Müllschlucker sollen aus Hochhäuser verschwinden
vom 18. Februar 2009In Berlin gibt es noch viele Hochhäuser mit Müllschlucker. Unter anderem betreibt die Wohnungsbaugesellschaft Gesobau mehrere Objekte mit diesen Müllabwurfanlagen. Doch nun sollen schrittweise diese Müllschlucker verschwinden. Die Mieter formieren Widerstand. Völliger Müll meiner Meinung.
Müllschlucker sind spezielle Abfallbeseitungsanlagen. Dabei wird – gerade in Hochhäusern – auf jeder Etage auf dem Flur eine Einwurföffnung eingebaut, in welche der Müll hineingelegt und dann per Rutsche oder Fallrohr im Erdgeschoss oder Keller installierter Mülltonne aufgefangen wird.

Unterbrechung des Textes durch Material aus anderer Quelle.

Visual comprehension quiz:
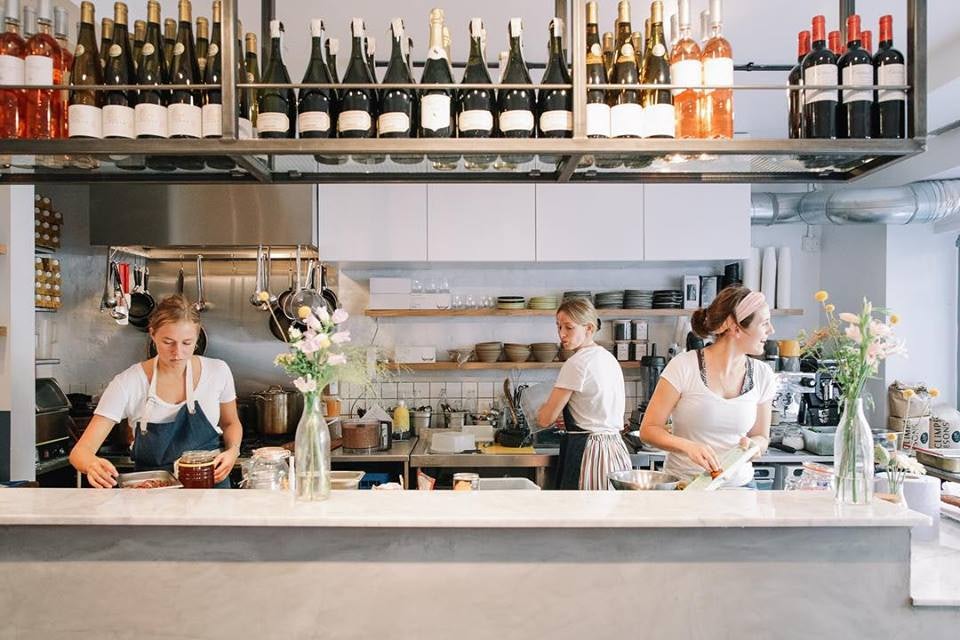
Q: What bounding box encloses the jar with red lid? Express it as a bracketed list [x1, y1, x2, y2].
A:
[176, 451, 220, 489]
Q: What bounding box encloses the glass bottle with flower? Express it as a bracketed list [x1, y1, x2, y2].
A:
[274, 306, 368, 500]
[803, 291, 906, 504]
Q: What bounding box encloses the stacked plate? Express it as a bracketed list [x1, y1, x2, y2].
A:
[527, 296, 558, 310]
[623, 289, 653, 309]
[594, 291, 624, 309]
[497, 296, 527, 309]
[653, 289, 683, 309]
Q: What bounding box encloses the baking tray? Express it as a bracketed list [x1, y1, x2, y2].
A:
[117, 469, 183, 489]
[913, 447, 960, 473]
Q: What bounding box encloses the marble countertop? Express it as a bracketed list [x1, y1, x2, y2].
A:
[0, 489, 928, 528]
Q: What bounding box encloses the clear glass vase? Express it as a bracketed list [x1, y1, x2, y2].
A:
[294, 391, 330, 500]
[833, 397, 874, 504]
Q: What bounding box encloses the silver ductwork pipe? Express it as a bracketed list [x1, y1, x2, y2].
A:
[750, 180, 960, 226]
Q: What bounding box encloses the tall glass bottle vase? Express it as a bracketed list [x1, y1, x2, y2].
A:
[833, 397, 874, 504]
[294, 392, 330, 501]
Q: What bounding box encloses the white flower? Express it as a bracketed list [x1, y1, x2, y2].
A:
[293, 376, 317, 393]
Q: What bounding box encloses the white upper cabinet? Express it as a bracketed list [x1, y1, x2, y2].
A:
[643, 184, 750, 261]
[537, 184, 644, 262]
[427, 184, 537, 262]
[317, 183, 427, 262]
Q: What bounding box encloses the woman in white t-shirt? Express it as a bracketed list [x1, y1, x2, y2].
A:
[70, 295, 243, 488]
[537, 298, 631, 489]
[640, 286, 776, 486]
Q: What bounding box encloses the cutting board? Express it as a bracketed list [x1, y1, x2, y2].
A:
[686, 442, 759, 491]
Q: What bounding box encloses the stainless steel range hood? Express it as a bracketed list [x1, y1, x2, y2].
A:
[90, 184, 317, 247]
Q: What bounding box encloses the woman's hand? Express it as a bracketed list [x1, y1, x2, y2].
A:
[213, 446, 240, 483]
[684, 442, 721, 472]
[86, 458, 120, 489]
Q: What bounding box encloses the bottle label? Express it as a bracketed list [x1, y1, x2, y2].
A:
[643, 104, 677, 138]
[610, 103, 643, 138]
[0, 56, 25, 85]
[134, 102, 167, 138]
[420, 93, 450, 131]
[540, 110, 573, 132]
[67, 104, 103, 138]
[500, 109, 534, 132]
[377, 111, 410, 135]
[457, 109, 493, 131]
[670, 60, 703, 95]
[337, 109, 373, 131]
[103, 104, 136, 138]
[703, 58, 733, 93]
[297, 111, 330, 133]
[200, 104, 223, 138]
[23, 56, 53, 84]
[167, 103, 203, 138]
[587, 102, 610, 138]
[877, 64, 907, 102]
[257, 111, 290, 133]
[843, 64, 873, 103]
[803, 64, 838, 104]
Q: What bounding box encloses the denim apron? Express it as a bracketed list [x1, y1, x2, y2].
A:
[130, 358, 230, 489]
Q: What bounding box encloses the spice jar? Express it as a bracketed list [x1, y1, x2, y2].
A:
[175, 451, 220, 489]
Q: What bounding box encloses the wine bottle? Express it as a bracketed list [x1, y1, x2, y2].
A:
[197, 0, 221, 139]
[457, 18, 496, 170]
[640, 0, 677, 138]
[100, 17, 113, 69]
[67, 0, 103, 138]
[163, 18, 177, 73]
[133, 0, 169, 139]
[243, 33, 260, 138]
[52, 7, 73, 138]
[800, 15, 838, 138]
[24, 0, 63, 140]
[700, 0, 733, 139]
[537, 17, 573, 138]
[610, 42, 644, 138]
[873, 15, 907, 138]
[337, 18, 376, 138]
[837, 13, 873, 138]
[196, 16, 210, 78]
[787, 31, 810, 138]
[257, 20, 297, 138]
[103, 2, 137, 138]
[670, 0, 703, 138]
[167, 0, 203, 145]
[297, 18, 333, 138]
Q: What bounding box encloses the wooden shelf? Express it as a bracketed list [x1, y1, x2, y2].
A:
[388, 361, 640, 372]
[364, 309, 803, 318]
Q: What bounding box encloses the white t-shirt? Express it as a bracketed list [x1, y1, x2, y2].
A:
[94, 356, 237, 433]
[661, 351, 777, 486]
[554, 346, 626, 433]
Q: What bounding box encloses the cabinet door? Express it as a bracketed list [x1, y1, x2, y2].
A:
[317, 183, 427, 262]
[643, 184, 750, 260]
[537, 184, 644, 262]
[427, 184, 536, 262]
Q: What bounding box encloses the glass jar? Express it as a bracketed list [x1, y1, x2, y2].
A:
[176, 451, 220, 489]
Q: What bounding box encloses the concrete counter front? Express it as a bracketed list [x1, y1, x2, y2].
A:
[0, 489, 960, 640]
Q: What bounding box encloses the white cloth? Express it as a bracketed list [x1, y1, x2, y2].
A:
[554, 345, 626, 433]
[661, 351, 777, 486]
[94, 356, 237, 432]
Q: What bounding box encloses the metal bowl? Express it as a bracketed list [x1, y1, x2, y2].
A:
[607, 469, 680, 491]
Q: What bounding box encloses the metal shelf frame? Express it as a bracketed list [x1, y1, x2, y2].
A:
[0, 0, 927, 184]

Im Zuge der Modernisierungsmaßnahmen der Gesobau sollen diese Müllschlucker geschlossen werden. Vertretbare Begründungen hierzu gibt es viele: Verstopfungen in den Fallrohren, Brände, hohe Betriebskosten und unhygienische Zustände. Darüber hinaus geben die Müllklappen keinen Anreiz zum Mülltrennen. Denn es gibt für alle Arten von Müll nur einen einzigen Müllschlucker.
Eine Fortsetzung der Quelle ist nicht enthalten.